AWS S3 is the central component for storing analytical data. S3 is a file based object store and data can be stored in many formats, such as CSV, JSON, Avro, or Parquet. S3 buckets are used for all stages: raw files, aggregated data, and even data products. All data relevant AWS services and most independent software product have an interface to S3, either as a sink or as a source.

Every domain team typically has their own AWS S3 buckets to store their own data products, either on a shared AWS account or in a team AWS account.

Screenshot of S3 files

Analytical queries are executed through AWS Athena that queries data stored in many locations, including files on S3, with standard SQL and performs cross-dataset join operations. Athena uses Presto, a distributed query engine. Although Athena works directly on S3 files without the need to import any data, it still needs to know the schema of the files. That's why metadata need to be defined first, either manually, or by using AWS Glue Data Catalog, which can crawl files to infer the structure. Typically, metadata and queries are often stored as files on S3, just as the data they describe.

Screenshot of Athena

AWS has a number of different solutions to build data pipelines for cleaning, pre-processing and transforming S3 files. A serverless approach is to use AWS Glue ETL, which executes Spark or Python scripts and schedules jobs. The AWS Glue Studio also provides a visual editor to build and manage ETL scripts.
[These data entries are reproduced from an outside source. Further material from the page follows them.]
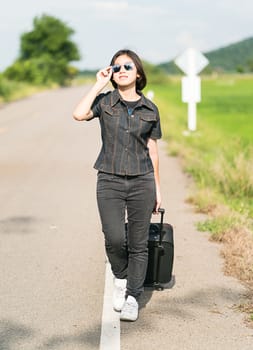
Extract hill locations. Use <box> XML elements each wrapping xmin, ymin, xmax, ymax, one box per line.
<box><xmin>158</xmin><ymin>37</ymin><xmax>253</xmax><ymax>74</ymax></box>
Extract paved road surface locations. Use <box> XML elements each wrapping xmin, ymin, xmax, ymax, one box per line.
<box><xmin>0</xmin><ymin>87</ymin><xmax>253</xmax><ymax>350</ymax></box>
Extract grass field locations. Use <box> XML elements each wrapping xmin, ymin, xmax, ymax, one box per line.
<box><xmin>149</xmin><ymin>75</ymin><xmax>253</xmax><ymax>318</ymax></box>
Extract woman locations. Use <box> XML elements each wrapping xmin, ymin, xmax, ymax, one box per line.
<box><xmin>73</xmin><ymin>50</ymin><xmax>161</xmax><ymax>321</ymax></box>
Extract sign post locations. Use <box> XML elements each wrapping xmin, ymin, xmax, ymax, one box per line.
<box><xmin>174</xmin><ymin>48</ymin><xmax>209</xmax><ymax>131</ymax></box>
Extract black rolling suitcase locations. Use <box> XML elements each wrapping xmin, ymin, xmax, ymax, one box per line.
<box><xmin>144</xmin><ymin>208</ymin><xmax>174</xmax><ymax>289</ymax></box>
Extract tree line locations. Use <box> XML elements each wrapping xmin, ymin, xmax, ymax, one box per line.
<box><xmin>0</xmin><ymin>14</ymin><xmax>80</xmax><ymax>89</ymax></box>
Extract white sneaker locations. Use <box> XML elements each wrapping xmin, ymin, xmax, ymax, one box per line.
<box><xmin>112</xmin><ymin>278</ymin><xmax>127</xmax><ymax>311</ymax></box>
<box><xmin>120</xmin><ymin>295</ymin><xmax>139</xmax><ymax>321</ymax></box>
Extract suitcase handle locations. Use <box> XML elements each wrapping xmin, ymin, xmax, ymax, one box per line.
<box><xmin>158</xmin><ymin>208</ymin><xmax>165</xmax><ymax>246</ymax></box>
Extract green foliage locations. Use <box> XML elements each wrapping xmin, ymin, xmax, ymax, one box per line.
<box><xmin>148</xmin><ymin>76</ymin><xmax>253</xmax><ymax>217</ymax></box>
<box><xmin>4</xmin><ymin>15</ymin><xmax>80</xmax><ymax>85</ymax></box>
<box><xmin>197</xmin><ymin>216</ymin><xmax>236</xmax><ymax>240</ymax></box>
<box><xmin>0</xmin><ymin>74</ymin><xmax>11</xmax><ymax>100</ymax></box>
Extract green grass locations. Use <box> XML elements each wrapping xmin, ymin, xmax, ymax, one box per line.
<box><xmin>149</xmin><ymin>75</ymin><xmax>253</xmax><ymax>234</ymax></box>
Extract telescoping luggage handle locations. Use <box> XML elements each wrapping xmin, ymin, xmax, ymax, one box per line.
<box><xmin>158</xmin><ymin>208</ymin><xmax>165</xmax><ymax>246</ymax></box>
<box><xmin>154</xmin><ymin>208</ymin><xmax>165</xmax><ymax>290</ymax></box>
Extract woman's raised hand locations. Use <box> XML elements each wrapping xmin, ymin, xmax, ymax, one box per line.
<box><xmin>96</xmin><ymin>66</ymin><xmax>112</xmax><ymax>87</ymax></box>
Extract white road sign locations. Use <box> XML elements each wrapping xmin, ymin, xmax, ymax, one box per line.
<box><xmin>175</xmin><ymin>48</ymin><xmax>209</xmax><ymax>75</ymax></box>
<box><xmin>174</xmin><ymin>48</ymin><xmax>209</xmax><ymax>131</ymax></box>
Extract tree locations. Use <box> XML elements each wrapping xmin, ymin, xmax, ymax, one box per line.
<box><xmin>4</xmin><ymin>15</ymin><xmax>80</xmax><ymax>85</ymax></box>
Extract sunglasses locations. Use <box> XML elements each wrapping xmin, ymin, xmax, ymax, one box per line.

Screenshot of Glue Studio Editor

Amazon QuickSight is the data visualization tool provided by Amazon. It uses an in-memory cache, called SPICE that allows quick calculations and aggregations, once the data is imported.

Screenshot of Quicksight

Governance, Data Catalog, and even policy automation can be implemented through AWS Lake Formation. In Lake Formation, S3 locations from different AWS accounts can be linked. The data in S3 files can be documented in the Data Catalog, including the data schema. Data sets can be tagged with special LF-Tags to give table and columnar-level permissions. Data loss prevention can be automated by enabling Macie to continuously scan S3 buckets for sensitive data and potentially unwanted data exposures.